Italien gedenkt am Mittwoch einer der dunkelsten Phasen seines Kampfes gegen die Mafia. Vor 25 Jahren, am 19. Juli 1992, wurde der sizilianische Anti-Mafia-Staatsanwalt Paolo Borsellino in Palermo Opfer eines Bombenanschlags der Cosa Nostra. Der Mord, zwei Monate nach einem ähnlichen Anschlag auf Borsellinos engsten Freund und Mitarbeiter Giovanni Falcone, schockte die Öffentlichkeit zutiefst.

Noch nie zuvor hatte die Mafia eine derart aggressive Offensive gegen Staatsdiener gewagt. Borsellino wurde in seiner Heimatstadt Palermo vor der Wohnung seiner Mutter zusammen mit fünf Leibwächtern von einer Autobombe getötet. Mit Falcone galt er als einer der bekanntesten und prestigereichsten Anti-Mafia-Staatsanwälte Italiens. In Palermo finden dieser Tage mehrere Kundgebungen gegen das organisierte Verbrechen statt, bei denen die Behörden aufgefordert wurden, im Kampf gegen die Cosa Nostra nicht nachzulassen. Zu der Gedenkfeier werden in Palermo viele Spitzenpolitiker erwartet.

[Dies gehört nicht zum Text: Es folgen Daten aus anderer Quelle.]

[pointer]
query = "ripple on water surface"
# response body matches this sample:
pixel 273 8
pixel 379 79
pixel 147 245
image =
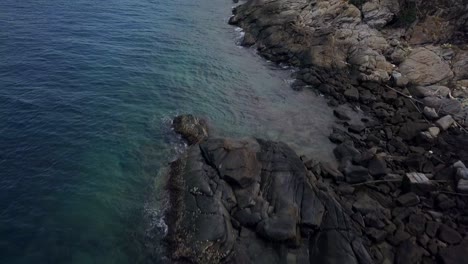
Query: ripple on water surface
pixel 89 88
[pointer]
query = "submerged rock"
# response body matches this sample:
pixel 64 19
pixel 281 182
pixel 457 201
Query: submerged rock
pixel 191 128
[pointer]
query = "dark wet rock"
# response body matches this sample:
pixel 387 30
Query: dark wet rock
pixel 417 183
pixel 409 253
pixel 236 161
pixel 356 127
pixel 449 235
pixel 444 202
pixel 365 205
pixel 431 228
pixel 408 199
pixel 377 167
pixel 416 224
pixel 430 113
pixel 346 151
pixel 462 186
pixel 355 174
pixel 192 129
pixel 331 171
pixel 433 90
pixel 342 113
pixel 444 106
pixel 231 199
pixel 377 235
pixel 409 130
pixel 352 94
pixel 455 254
pixel 445 122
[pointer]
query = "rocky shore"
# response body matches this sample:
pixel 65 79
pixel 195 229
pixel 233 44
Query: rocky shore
pixel 256 201
pixel 399 190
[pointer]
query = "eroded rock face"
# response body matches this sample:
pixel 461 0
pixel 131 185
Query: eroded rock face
pixel 253 201
pixel 191 128
pixel 424 66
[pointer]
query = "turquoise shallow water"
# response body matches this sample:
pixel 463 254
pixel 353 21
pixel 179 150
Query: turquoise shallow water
pixel 88 89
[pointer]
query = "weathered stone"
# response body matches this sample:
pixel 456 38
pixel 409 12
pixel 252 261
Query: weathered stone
pixel 417 183
pixel 355 174
pixel 377 235
pixel 444 202
pixel 346 151
pixel 433 90
pixel 192 128
pixel 342 113
pixel 431 228
pixel 416 224
pixel 398 79
pixel 409 130
pixel 408 253
pixel 455 254
pixel 449 235
pixel 445 122
pixel 444 106
pixel 352 94
pixel 462 186
pixel 331 171
pixel 434 131
pixel 365 205
pixel 408 199
pixel 377 167
pixel 356 128
pixel 461 173
pixel 424 67
pixel 430 113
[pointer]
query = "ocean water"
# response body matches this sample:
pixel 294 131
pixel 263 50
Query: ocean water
pixel 88 89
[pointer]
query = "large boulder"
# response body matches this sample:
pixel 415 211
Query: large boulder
pixel 233 199
pixel 191 128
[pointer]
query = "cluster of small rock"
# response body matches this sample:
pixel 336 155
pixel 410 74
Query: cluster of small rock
pixel 256 201
pixel 407 217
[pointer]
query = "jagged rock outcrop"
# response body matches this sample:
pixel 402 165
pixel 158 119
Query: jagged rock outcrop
pixel 253 201
pixel 366 40
pixel 191 128
pixel 323 34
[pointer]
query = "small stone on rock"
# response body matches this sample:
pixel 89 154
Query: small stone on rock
pixel 417 182
pixel 462 186
pixel 449 235
pixel 445 122
pixel 408 199
pixel 430 113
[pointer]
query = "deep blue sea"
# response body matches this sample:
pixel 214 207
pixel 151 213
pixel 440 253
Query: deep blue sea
pixel 87 92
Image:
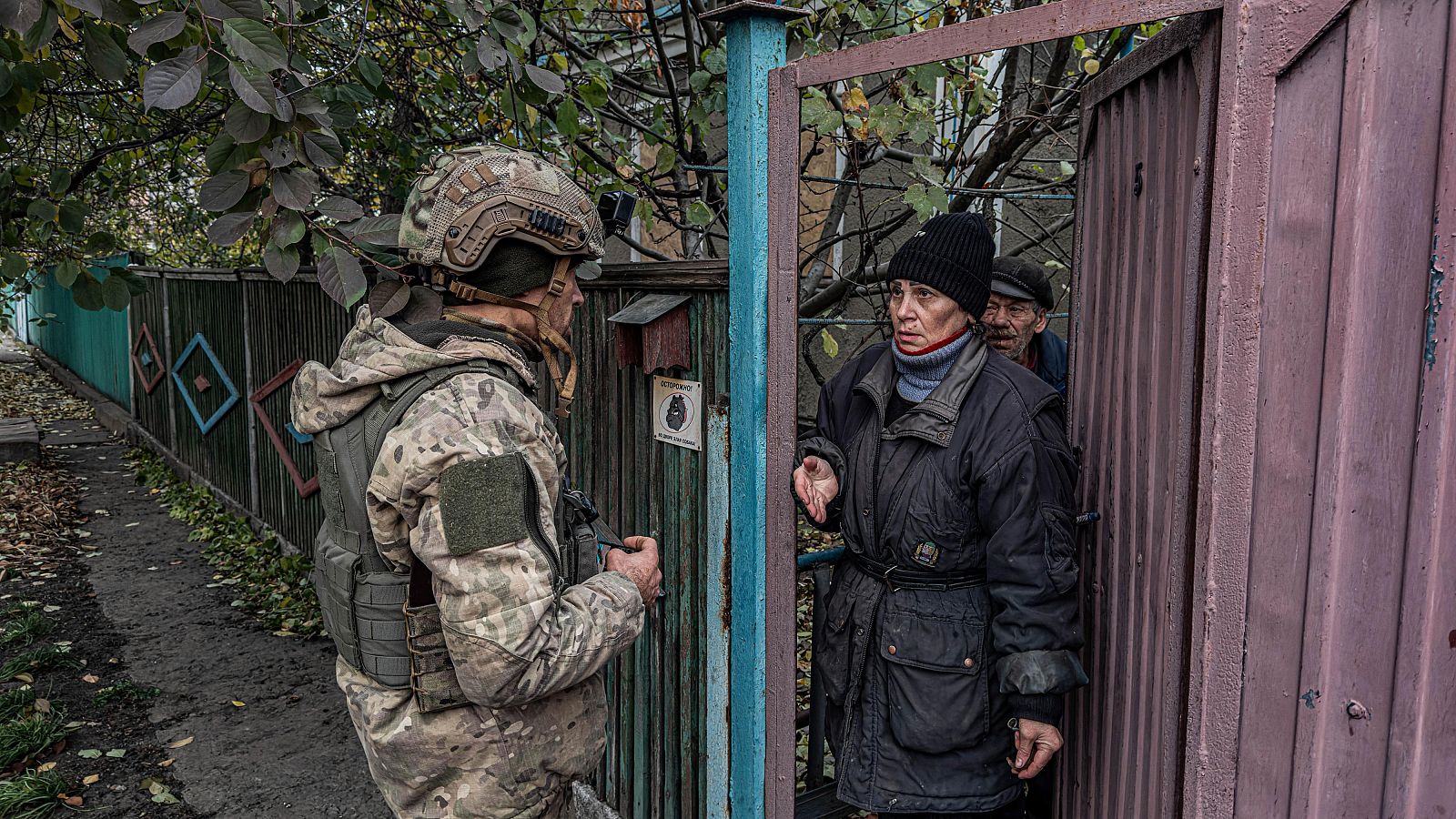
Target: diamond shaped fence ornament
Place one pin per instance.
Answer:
(306, 487)
(204, 424)
(145, 356)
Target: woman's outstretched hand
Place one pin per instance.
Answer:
(815, 486)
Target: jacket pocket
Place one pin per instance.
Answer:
(834, 646)
(936, 693)
(1062, 560)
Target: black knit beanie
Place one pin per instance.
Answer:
(511, 268)
(953, 252)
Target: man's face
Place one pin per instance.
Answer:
(1012, 324)
(924, 315)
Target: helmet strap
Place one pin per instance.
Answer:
(565, 383)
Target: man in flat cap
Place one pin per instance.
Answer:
(1016, 319)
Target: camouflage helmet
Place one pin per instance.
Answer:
(466, 200)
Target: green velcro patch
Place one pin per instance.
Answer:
(482, 503)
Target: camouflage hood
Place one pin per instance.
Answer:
(373, 353)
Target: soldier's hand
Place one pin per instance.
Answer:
(815, 486)
(1036, 743)
(641, 566)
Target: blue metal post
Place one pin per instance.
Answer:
(756, 44)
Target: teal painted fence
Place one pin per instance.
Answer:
(91, 344)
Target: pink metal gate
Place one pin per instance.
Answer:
(1135, 410)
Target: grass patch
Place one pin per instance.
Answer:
(41, 659)
(126, 690)
(25, 629)
(15, 703)
(21, 739)
(34, 794)
(271, 586)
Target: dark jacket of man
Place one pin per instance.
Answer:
(963, 503)
(1052, 360)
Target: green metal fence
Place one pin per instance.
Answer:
(215, 353)
(86, 341)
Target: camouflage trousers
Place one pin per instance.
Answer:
(475, 763)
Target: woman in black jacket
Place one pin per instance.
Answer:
(951, 625)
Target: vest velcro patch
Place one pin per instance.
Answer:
(482, 503)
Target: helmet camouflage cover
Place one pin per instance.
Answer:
(468, 200)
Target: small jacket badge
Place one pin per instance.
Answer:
(926, 552)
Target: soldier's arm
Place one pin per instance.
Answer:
(488, 535)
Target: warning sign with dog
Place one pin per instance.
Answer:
(679, 417)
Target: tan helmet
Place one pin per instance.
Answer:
(466, 200)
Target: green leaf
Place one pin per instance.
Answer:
(545, 79)
(490, 53)
(116, 293)
(322, 149)
(369, 70)
(229, 228)
(341, 208)
(245, 124)
(382, 230)
(60, 181)
(67, 273)
(218, 152)
(295, 188)
(341, 278)
(288, 228)
(172, 84)
(157, 29)
(568, 118)
(14, 267)
(255, 44)
(699, 215)
(43, 210)
(104, 55)
(830, 343)
(223, 191)
(281, 263)
(594, 92)
(229, 9)
(73, 216)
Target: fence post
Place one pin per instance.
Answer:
(757, 765)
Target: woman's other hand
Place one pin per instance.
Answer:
(815, 486)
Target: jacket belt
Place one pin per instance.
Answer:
(902, 577)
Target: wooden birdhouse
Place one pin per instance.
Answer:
(654, 331)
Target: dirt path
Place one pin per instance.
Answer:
(288, 751)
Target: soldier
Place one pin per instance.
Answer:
(456, 571)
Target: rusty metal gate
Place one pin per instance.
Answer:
(1135, 413)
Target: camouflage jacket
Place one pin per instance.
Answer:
(528, 658)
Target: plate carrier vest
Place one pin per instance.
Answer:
(386, 622)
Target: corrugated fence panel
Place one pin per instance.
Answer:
(288, 324)
(153, 394)
(86, 341)
(1133, 413)
(657, 690)
(211, 433)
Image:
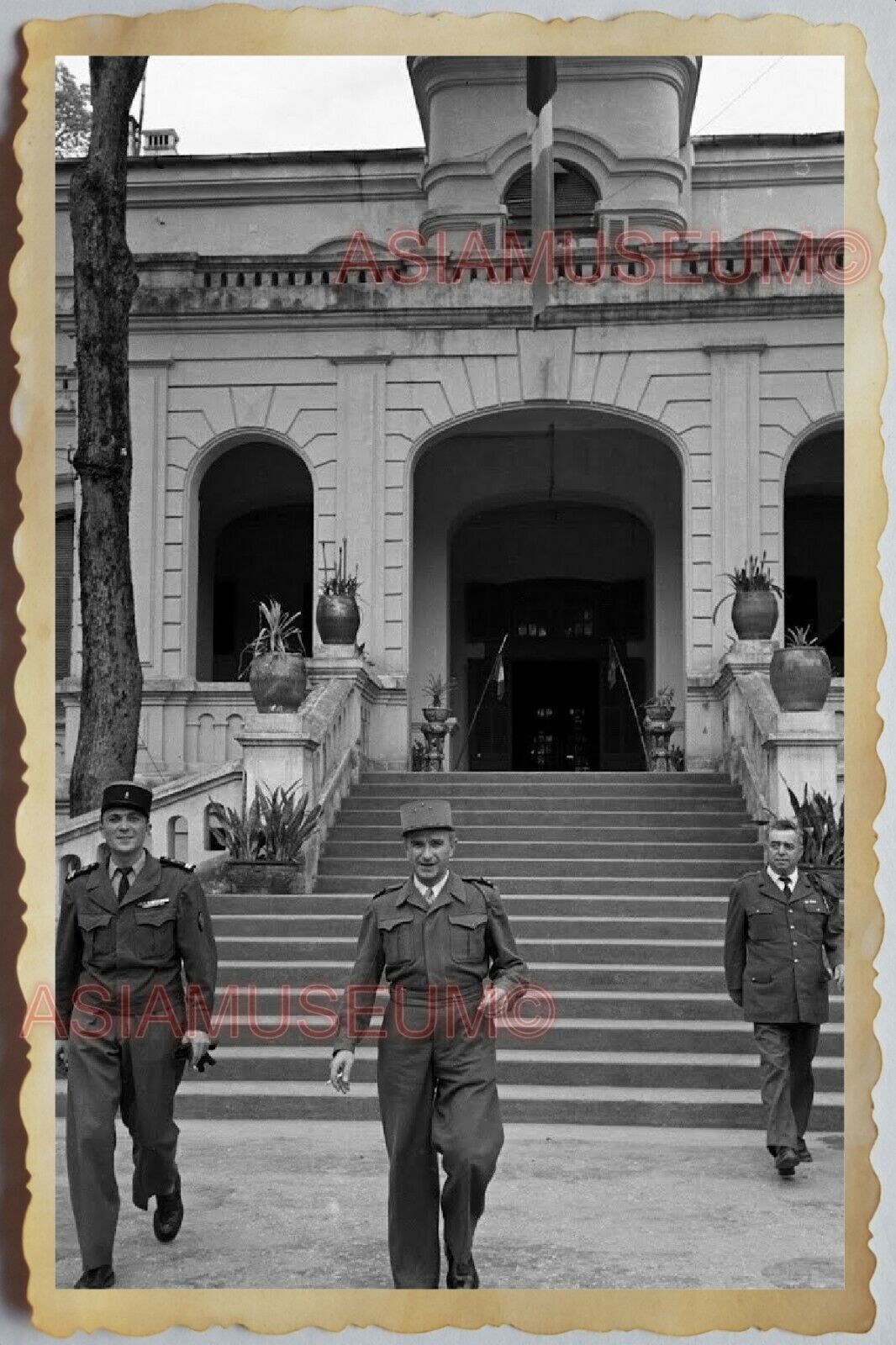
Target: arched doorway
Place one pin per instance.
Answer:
(256, 541)
(562, 529)
(814, 542)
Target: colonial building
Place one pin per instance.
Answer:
(340, 345)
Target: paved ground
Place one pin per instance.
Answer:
(277, 1204)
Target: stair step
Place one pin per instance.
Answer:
(634, 853)
(540, 1103)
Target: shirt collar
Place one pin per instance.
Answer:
(134, 868)
(436, 891)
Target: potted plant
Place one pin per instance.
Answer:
(277, 674)
(266, 845)
(799, 674)
(437, 690)
(755, 609)
(661, 705)
(824, 837)
(338, 616)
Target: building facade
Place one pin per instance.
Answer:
(340, 345)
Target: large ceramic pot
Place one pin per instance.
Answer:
(262, 876)
(754, 614)
(801, 677)
(338, 618)
(277, 683)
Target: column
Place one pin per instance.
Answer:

Aufbau des Anti-Mafia-Pools

Borsellino, der 52-jährig starb, hatte sich stets bemüht, die internationalen Verbindungen der Cosa Nostra aufzudecken. Mit Falcone und Borsellino hatte Italien innerhalb kürzester Zeit die beiden profiliertesten Mafiajäger verloren. Beide stammten aus Palermo, verstanden die Mentalität der Sizilianer und damit auch jene der Cosa Nostra, wie die Mafia auf Sizilien heißt. Eine entscheidende Rolle spielte Borsellino mit Falcone beim Aufbau des sogenannten Anti-Mafia-Pools, einer Gruppe von Staatsanwälten, die Mitte der 80er-Jahre sehr erfolgreich gegen das organisierte Verbrechen vorging. In den 80er-Jahren war die Mafia dank beider Staatsanwälte in arge Bedrängnis geraten. Die Anklagebehörde brachte in dem sogenannten "Maxiprocesso" Dutzende Mafiabosse vor Gericht.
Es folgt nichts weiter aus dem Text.